Les Allemands ayant transformé tous les ports de la Manche en forteresses, il était hors de question pour les Alliés de s’en emparer de front.

Ils avaient cependant besoin d’infrastructures portuaires pour mettre à terre les quantités impressionnantes d’hommes, de matériel et de munitions nécessaires au succès de l’opération « Overlord ».

D’où l’idée, lancée par Winston Churchill lui-même, de recourir à des ports artificiels dont les différents éléments seraient fabriqués en Angleterre, puis remorqués au travers de la Manche avant d’être assemblés devant les côtes normandes.

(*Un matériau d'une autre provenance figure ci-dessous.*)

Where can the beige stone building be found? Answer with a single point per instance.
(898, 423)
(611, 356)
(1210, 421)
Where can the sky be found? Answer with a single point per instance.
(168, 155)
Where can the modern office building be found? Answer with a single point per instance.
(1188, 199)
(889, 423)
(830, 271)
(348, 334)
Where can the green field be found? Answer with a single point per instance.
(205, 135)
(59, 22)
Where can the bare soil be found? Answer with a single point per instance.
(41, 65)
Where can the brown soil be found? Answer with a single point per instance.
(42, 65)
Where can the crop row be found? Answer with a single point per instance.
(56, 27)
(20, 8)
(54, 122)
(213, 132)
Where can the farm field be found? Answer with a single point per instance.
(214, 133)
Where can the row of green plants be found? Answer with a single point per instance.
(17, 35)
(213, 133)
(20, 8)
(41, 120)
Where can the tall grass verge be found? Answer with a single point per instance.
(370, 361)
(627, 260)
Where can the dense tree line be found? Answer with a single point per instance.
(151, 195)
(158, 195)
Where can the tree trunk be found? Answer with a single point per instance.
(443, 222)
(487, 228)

Outre la mise au point de plate-formes sur pilotis pour le déchargement au large et de routes flottantes pour assurer la liaison avec la terre ferme, la partie la plus spectaculaire du projet « Mulberry » fut sans doute la construction d’immenses blocs creux de béton, les caissons Phoenix, destinés à former la rade du port. Leur tonnage à vide allait de 1 600 à 6 000 tonnes et les plus grands mesuraient 60 mètres de long sur 17 de large, avec la hauteur d’un immeuble de cinq étages.

Deux ports artificiels devaient être mis en place, l’un en secteur américain, devant la plage d’Omaha ; l’autre en secteur britannique, en face d’Arromanches.

Pour mener à bien ce projet gigantesque, il fallut ouvrir de multiples chantiers, employant au total 40 000 personnes.